Here you'll find a true MCMC simulation of drawing binary weights to fit binarized MNIST data, using one fully connected layer, followed by softmax. A true MCMC simulation means using true (but slow) Bayesian optimization frameworks like PyMC3 and JAGS, not the approximation that you can find in the main page.
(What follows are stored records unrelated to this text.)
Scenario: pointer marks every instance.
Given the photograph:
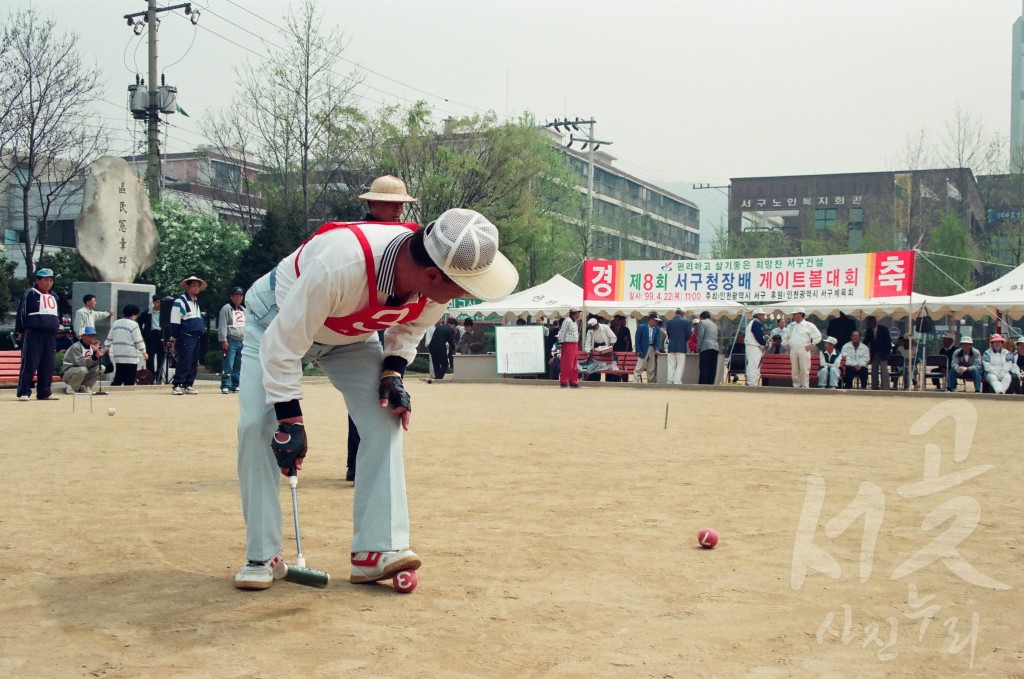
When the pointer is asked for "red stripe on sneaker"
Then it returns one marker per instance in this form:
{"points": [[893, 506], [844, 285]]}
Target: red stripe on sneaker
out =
{"points": [[370, 561]]}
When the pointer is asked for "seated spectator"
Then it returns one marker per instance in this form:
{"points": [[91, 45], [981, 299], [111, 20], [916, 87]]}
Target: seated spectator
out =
{"points": [[947, 350], [82, 365], [829, 372], [966, 365], [855, 361], [998, 365]]}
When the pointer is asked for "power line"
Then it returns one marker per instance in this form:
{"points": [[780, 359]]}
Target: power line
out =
{"points": [[368, 70]]}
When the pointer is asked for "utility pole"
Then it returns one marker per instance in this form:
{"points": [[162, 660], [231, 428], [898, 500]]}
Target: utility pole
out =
{"points": [[153, 109], [590, 143]]}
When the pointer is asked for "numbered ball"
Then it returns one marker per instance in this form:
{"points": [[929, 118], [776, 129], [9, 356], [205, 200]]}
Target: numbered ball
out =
{"points": [[707, 538], [406, 581]]}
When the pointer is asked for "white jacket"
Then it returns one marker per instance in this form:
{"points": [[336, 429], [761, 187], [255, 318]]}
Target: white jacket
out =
{"points": [[999, 364]]}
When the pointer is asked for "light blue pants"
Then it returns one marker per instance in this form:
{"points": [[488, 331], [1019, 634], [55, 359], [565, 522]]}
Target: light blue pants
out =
{"points": [[828, 376], [230, 365], [380, 512]]}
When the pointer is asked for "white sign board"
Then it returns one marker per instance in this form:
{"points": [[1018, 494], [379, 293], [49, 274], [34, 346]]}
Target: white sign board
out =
{"points": [[519, 349]]}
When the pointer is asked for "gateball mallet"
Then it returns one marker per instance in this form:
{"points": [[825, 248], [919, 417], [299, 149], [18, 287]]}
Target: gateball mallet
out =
{"points": [[299, 574]]}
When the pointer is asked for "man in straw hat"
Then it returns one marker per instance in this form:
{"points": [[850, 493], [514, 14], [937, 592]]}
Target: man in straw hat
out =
{"points": [[325, 303], [385, 201], [966, 365], [186, 331], [998, 365]]}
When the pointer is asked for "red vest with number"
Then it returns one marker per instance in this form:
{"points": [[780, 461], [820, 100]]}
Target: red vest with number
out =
{"points": [[374, 316]]}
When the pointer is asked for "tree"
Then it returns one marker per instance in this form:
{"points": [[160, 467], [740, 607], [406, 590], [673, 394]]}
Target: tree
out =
{"points": [[281, 235], [47, 90], [296, 103], [507, 171], [7, 299], [193, 244], [949, 269]]}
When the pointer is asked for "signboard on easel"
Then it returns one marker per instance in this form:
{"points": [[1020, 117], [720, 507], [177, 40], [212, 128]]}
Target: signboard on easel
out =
{"points": [[519, 349]]}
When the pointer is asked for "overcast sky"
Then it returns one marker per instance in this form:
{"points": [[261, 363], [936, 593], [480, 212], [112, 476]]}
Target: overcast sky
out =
{"points": [[687, 91]]}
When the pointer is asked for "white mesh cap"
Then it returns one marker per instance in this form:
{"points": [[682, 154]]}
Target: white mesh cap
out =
{"points": [[464, 245]]}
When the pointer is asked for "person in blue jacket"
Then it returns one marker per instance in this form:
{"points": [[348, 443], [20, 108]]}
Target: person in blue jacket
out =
{"points": [[36, 328], [186, 333]]}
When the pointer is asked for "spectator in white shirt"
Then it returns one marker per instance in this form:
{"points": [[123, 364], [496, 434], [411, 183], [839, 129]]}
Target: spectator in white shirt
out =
{"points": [[801, 336]]}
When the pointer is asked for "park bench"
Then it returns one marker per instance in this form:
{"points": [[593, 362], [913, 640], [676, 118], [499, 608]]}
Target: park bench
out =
{"points": [[10, 368], [777, 372], [626, 363]]}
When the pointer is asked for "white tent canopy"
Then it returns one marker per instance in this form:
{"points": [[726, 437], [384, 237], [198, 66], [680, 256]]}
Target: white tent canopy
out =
{"points": [[1005, 294], [555, 297]]}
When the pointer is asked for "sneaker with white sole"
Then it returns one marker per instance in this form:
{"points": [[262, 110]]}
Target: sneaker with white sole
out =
{"points": [[254, 576], [373, 566], [260, 575]]}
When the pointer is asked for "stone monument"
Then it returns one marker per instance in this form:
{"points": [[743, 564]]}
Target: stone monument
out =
{"points": [[117, 239]]}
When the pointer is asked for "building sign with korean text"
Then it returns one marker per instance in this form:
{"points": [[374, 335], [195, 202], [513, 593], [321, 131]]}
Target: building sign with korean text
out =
{"points": [[755, 280]]}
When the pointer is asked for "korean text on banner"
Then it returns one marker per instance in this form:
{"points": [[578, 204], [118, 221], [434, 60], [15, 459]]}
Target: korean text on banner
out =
{"points": [[758, 280]]}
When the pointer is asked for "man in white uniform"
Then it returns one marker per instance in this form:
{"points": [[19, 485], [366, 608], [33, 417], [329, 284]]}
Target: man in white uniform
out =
{"points": [[801, 335], [325, 303]]}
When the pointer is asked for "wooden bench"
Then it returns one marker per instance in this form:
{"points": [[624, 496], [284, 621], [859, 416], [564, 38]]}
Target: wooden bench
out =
{"points": [[10, 369], [626, 362], [777, 372]]}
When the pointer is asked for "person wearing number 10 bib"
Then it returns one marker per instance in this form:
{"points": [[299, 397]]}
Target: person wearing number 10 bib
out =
{"points": [[324, 304], [36, 327]]}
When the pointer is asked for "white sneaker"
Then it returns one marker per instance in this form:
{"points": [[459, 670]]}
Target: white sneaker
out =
{"points": [[254, 576], [372, 566]]}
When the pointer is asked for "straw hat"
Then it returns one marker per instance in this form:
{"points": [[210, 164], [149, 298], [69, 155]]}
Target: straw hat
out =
{"points": [[183, 283], [387, 189], [464, 245]]}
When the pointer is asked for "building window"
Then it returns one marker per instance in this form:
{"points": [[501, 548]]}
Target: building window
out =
{"points": [[60, 232], [825, 219], [226, 176]]}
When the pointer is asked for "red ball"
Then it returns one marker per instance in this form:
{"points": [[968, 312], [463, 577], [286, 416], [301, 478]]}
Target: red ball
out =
{"points": [[406, 581], [707, 538]]}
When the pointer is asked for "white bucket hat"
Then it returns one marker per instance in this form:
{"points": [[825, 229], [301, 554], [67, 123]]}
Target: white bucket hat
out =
{"points": [[387, 189], [464, 245]]}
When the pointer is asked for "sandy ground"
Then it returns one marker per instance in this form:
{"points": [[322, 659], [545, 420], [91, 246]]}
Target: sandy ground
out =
{"points": [[558, 532]]}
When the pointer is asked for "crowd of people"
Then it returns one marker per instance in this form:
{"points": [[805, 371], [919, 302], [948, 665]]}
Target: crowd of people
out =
{"points": [[849, 356], [133, 340]]}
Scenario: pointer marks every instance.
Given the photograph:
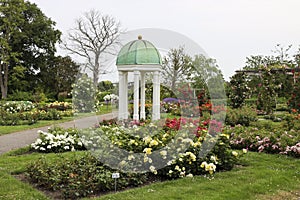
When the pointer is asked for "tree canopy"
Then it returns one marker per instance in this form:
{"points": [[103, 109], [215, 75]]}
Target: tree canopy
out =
{"points": [[27, 41]]}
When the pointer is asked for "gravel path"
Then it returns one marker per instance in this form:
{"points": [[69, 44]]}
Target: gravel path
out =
{"points": [[23, 138]]}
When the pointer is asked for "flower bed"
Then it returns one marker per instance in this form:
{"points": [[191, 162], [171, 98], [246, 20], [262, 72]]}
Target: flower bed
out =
{"points": [[142, 152]]}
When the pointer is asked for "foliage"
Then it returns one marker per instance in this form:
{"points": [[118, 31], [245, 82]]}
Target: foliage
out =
{"points": [[28, 39], [265, 140], [105, 86], [294, 101], [84, 95], [57, 140], [63, 72], [240, 116], [176, 68], [266, 101], [153, 152], [78, 176], [279, 172]]}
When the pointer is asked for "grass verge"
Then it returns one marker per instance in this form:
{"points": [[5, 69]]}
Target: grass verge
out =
{"points": [[42, 123], [261, 176]]}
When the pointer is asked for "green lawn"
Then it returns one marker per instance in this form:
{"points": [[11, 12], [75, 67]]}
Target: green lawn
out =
{"points": [[261, 176], [41, 123]]}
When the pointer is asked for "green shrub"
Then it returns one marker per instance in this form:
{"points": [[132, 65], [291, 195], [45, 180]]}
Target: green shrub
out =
{"points": [[265, 140], [58, 139], [78, 176], [242, 116]]}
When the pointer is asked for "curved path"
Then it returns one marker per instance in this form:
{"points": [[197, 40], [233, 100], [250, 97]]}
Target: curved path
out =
{"points": [[23, 138]]}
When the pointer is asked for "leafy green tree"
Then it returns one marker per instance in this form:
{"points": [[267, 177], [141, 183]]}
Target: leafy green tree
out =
{"points": [[27, 39], [238, 90], [207, 78], [105, 86], [176, 68]]}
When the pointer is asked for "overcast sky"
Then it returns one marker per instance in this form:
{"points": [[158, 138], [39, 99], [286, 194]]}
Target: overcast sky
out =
{"points": [[227, 30]]}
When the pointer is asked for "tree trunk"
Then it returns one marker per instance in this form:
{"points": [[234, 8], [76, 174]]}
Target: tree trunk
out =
{"points": [[3, 80], [96, 71]]}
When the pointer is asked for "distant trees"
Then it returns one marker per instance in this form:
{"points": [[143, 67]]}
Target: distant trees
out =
{"points": [[176, 67], [200, 72], [93, 36], [59, 75]]}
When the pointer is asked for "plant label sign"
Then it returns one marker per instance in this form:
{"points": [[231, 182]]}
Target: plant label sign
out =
{"points": [[115, 175]]}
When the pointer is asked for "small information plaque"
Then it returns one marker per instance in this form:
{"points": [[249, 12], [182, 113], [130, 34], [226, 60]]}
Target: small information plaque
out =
{"points": [[115, 175]]}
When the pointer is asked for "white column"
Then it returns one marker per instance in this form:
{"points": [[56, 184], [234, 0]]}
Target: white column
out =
{"points": [[143, 113], [156, 97], [121, 95], [136, 96], [126, 95]]}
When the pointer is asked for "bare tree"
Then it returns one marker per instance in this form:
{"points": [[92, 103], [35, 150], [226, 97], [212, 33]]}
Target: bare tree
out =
{"points": [[94, 35]]}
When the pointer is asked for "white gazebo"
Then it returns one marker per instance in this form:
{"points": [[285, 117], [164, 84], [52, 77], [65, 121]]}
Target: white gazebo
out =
{"points": [[138, 56]]}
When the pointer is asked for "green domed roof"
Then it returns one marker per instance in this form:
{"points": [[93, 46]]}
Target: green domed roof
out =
{"points": [[139, 52]]}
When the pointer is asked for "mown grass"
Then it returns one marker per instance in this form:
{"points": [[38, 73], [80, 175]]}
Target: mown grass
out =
{"points": [[11, 129], [261, 176]]}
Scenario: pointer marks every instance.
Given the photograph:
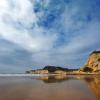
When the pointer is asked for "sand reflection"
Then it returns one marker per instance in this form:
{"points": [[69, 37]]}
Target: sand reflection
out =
{"points": [[55, 87]]}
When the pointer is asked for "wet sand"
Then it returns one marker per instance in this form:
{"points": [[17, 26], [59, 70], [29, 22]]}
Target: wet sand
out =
{"points": [[50, 88]]}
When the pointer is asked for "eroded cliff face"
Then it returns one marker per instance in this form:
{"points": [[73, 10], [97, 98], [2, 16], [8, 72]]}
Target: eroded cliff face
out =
{"points": [[94, 61]]}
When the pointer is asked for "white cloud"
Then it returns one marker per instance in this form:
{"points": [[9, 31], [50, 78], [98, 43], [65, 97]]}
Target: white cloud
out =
{"points": [[23, 12]]}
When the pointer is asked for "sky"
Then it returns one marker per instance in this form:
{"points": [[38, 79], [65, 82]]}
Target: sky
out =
{"points": [[36, 33]]}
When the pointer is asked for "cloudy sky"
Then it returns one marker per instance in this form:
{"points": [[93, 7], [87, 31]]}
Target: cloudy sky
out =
{"points": [[35, 33]]}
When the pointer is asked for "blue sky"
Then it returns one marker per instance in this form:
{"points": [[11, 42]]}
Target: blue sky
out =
{"points": [[35, 33]]}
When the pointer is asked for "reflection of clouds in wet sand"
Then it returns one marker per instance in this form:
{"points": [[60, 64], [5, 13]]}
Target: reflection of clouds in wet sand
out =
{"points": [[35, 89]]}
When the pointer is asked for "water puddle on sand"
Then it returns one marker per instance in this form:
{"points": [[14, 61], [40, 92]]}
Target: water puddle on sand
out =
{"points": [[55, 87]]}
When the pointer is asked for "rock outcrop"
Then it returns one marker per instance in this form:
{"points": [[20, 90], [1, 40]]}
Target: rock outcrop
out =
{"points": [[93, 62]]}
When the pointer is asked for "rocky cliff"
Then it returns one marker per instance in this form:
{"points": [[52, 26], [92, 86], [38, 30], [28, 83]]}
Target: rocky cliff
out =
{"points": [[93, 62]]}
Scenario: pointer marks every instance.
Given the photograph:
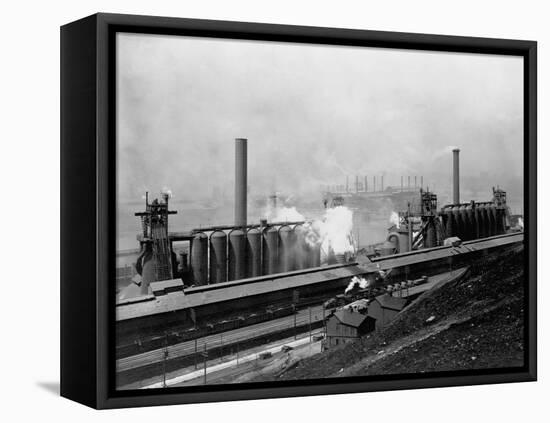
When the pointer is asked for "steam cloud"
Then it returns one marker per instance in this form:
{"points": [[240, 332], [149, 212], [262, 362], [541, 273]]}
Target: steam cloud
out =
{"points": [[332, 232], [361, 283]]}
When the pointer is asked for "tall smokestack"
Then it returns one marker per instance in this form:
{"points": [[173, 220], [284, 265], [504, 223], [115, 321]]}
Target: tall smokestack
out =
{"points": [[456, 177], [240, 181]]}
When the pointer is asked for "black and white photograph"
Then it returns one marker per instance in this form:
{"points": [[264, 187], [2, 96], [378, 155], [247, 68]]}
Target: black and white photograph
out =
{"points": [[292, 211]]}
It's recommended to start with training on the truncated MNIST56 dataset. Another reason to do this is that mnist56_pymc.py can be run in any Python, while the rest of the source code requires Python 3.6+.

Datasets

Dataset Overview Train/test images Image size Layer size One MCMC draw duration
MNIST Full MNIST dataset 60000/10000 28x28 784x10 ~7 min
MNIST56 A subset of MNIST dataset of digits 5 and 6 11339/1850 resized to 5x5 25x2 <1 sec

Convergence

As it can be seen, chains '0' and '2' are stuck in local minima while chain '1' continues exploring the binary weights space.

Prerequisites

  • PyMC3 (Python)

conda install -c conda-forge pymc3 theano pandas

  • JAGS (R)
sudo add-apt-repository ppa:marutter/rrutter
sudo apt-get update
sudo apt-get install r-cran-rjags

Inside R environment run install.packages("rjags").